Joseph F. Donahoe M.D.1 and Richard J. Powers M.D.1

1 Department of Clinical Research and the Department of Clinical Pharmacology, Abbott Laboratories, North Chicago, Ill. 60064.

The data show a positive dose response between xylitol and serum uric acid. A single 2-hour infusion of 25 Gm xylitol (500 cc of 5% xylitol) caused an elevation of serum uric acid which did not go above the normal range, but which was certainly an absolute elevation (refer to the sampling points shown for the first infusion in Fig. 3). A single 2-hour infusion of 100 Gm xylitol (1000 cc of 10% xylitol) caused an even greater elevation of serum uric acid, but which again did not go out of the normal range (refer to the sampling points for the first infusion shown in Fig. 2).

Two infusions of xylitol per day caused an elevation of serum uric acid above the normal range by the second or third day (two infusions of 25 Gm each—see Fig. 3) or even by the first or second day (two infusions of 100 Gm each—see Fig. 2), depending on the individual.
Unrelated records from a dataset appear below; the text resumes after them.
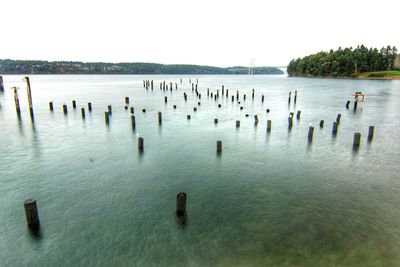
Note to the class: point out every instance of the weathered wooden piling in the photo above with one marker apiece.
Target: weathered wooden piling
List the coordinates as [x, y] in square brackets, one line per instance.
[310, 132]
[269, 125]
[298, 114]
[338, 118]
[65, 109]
[356, 139]
[107, 117]
[31, 213]
[181, 204]
[133, 121]
[335, 127]
[16, 100]
[290, 122]
[140, 143]
[219, 146]
[371, 130]
[159, 117]
[1, 84]
[29, 92]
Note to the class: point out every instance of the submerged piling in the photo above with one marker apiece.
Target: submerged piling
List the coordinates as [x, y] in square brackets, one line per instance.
[31, 212]
[371, 133]
[181, 204]
[310, 132]
[140, 144]
[219, 146]
[29, 92]
[356, 140]
[133, 121]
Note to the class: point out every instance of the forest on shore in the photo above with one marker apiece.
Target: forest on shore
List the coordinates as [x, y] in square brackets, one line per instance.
[347, 62]
[8, 66]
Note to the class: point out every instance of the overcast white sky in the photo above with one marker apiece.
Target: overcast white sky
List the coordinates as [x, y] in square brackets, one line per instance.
[206, 32]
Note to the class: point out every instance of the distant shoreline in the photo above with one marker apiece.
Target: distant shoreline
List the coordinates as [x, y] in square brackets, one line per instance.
[30, 67]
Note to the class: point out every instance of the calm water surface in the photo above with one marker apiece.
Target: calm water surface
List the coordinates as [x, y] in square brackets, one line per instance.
[269, 199]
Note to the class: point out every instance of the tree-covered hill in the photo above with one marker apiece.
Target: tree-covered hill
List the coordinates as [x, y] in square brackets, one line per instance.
[347, 62]
[8, 66]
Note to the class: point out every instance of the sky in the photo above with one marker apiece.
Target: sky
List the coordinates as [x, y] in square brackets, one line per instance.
[205, 32]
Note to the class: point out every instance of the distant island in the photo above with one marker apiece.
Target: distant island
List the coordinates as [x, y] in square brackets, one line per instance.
[8, 66]
[360, 62]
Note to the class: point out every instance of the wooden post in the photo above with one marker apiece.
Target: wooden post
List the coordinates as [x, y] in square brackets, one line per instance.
[338, 118]
[31, 212]
[298, 114]
[371, 132]
[219, 146]
[1, 84]
[65, 109]
[107, 117]
[310, 132]
[28, 89]
[357, 139]
[181, 204]
[140, 144]
[159, 118]
[290, 121]
[16, 100]
[335, 127]
[133, 121]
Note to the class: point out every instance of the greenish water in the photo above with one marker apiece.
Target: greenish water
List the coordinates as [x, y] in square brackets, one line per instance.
[269, 199]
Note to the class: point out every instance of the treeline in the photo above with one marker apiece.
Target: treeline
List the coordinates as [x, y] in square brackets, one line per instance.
[8, 66]
[346, 62]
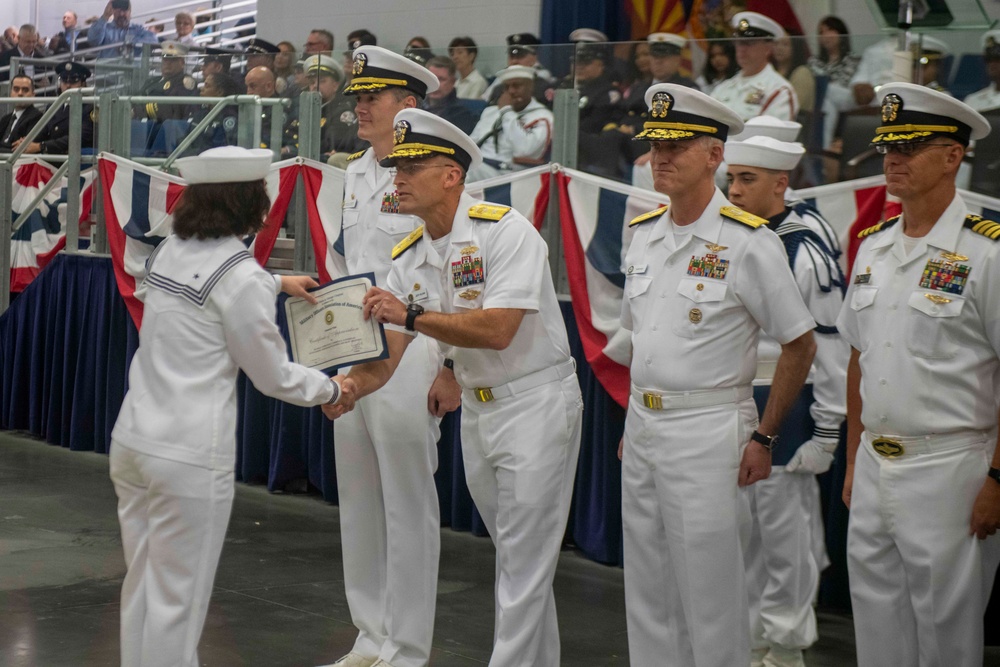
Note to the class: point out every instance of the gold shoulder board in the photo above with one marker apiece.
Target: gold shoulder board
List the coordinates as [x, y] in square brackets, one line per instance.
[646, 217]
[490, 212]
[879, 227]
[410, 240]
[739, 215]
[987, 228]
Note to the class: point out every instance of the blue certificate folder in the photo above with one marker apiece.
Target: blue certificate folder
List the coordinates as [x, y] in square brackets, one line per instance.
[333, 334]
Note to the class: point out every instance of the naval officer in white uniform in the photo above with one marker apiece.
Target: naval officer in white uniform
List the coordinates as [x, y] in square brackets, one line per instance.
[922, 315]
[476, 278]
[209, 312]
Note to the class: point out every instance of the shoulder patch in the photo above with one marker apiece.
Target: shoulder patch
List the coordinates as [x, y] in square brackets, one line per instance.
[408, 242]
[739, 215]
[488, 212]
[646, 217]
[874, 229]
[987, 228]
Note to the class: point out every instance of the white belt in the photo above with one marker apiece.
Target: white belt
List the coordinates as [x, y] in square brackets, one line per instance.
[525, 382]
[896, 446]
[699, 398]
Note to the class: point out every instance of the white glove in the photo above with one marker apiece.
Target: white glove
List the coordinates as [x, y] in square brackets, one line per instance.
[814, 457]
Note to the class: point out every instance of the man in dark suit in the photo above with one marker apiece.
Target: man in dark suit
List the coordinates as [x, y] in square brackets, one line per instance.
[54, 137]
[27, 47]
[19, 122]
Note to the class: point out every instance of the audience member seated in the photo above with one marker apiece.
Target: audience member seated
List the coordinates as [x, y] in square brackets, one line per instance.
[172, 82]
[516, 133]
[444, 101]
[54, 137]
[19, 122]
[471, 83]
[790, 60]
[757, 89]
[988, 98]
[115, 27]
[27, 47]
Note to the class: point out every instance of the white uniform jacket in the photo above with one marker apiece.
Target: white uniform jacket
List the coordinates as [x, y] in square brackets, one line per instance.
[942, 302]
[488, 264]
[371, 224]
[820, 284]
[695, 309]
[209, 312]
[766, 93]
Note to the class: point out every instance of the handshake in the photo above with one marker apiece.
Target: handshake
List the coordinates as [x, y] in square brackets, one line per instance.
[345, 401]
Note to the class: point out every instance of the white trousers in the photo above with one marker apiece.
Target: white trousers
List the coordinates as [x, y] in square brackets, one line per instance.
[390, 523]
[782, 573]
[685, 522]
[919, 581]
[520, 458]
[173, 519]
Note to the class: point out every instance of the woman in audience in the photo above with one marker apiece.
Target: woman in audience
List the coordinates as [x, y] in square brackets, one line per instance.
[719, 66]
[790, 58]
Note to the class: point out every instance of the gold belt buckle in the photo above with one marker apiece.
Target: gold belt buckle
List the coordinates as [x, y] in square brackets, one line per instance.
[888, 448]
[653, 401]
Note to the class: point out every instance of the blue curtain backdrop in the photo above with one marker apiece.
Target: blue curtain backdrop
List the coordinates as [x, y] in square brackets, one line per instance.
[65, 344]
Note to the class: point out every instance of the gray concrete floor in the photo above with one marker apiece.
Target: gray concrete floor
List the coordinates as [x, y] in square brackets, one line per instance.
[279, 594]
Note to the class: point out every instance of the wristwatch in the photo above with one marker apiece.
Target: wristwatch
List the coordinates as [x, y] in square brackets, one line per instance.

The 24-hour urinary excretion of uric acid was doubled when the volunteers received two 100-Gm infusions of xylitol per day.

Simultaneous infusions of dextrose did not alter the elevation of serum uric acid as caused by xylitol.

The data show an elevation of total bilirubin and an interference with bilirubin conjugation that we speculate is dose related, but we can only show it for single and multiple infusions of 100 Gm xylitol each (Figs. 4 and 5). More importantly, we feel that the range of responses shown in Fig. 4 may be an indication of the general population's broad spectrum of sensitivity to xylitol.

We feel that the variation in the degree of upper gastrointestinal symptoms leading to nausea and vomiting in our volunteers is also an example of a spectrum of response and that volunteer C.B.G. represents a person with unusual sensitivity.

We have insufficient data to speculate about the possible mechanisms responsible for the uric acid, bilirubin, and clinical symptoms, or to suggest positive or negative relationships between the three findings.

We cannot explain why similar findings have not been reported previously with xylitol. It is our feeling, however, that two factors may have contributed. One is that the correct timing and particularly sufficient frequency of blood sampling may not have been undertaken to alert someone to the changes. (Reference to Fig. 4 will show that samples taken only at 24-hour intervals would have missed the changes completely.) The other is that different dosing schedules coupled with differences in individual sensitivity could cause the occasional etiologic relationship of xylitol to mild liver problems or gastrointestinal symptomatology to be overlooked in a patient whose basic illness might also lead to these same changes.

Edwards et al. have described problems arising in patients after xylitol was in widespread use in Australia.19-21 The study of intravenous xylitol in this country has been discontinued as a result of our studies.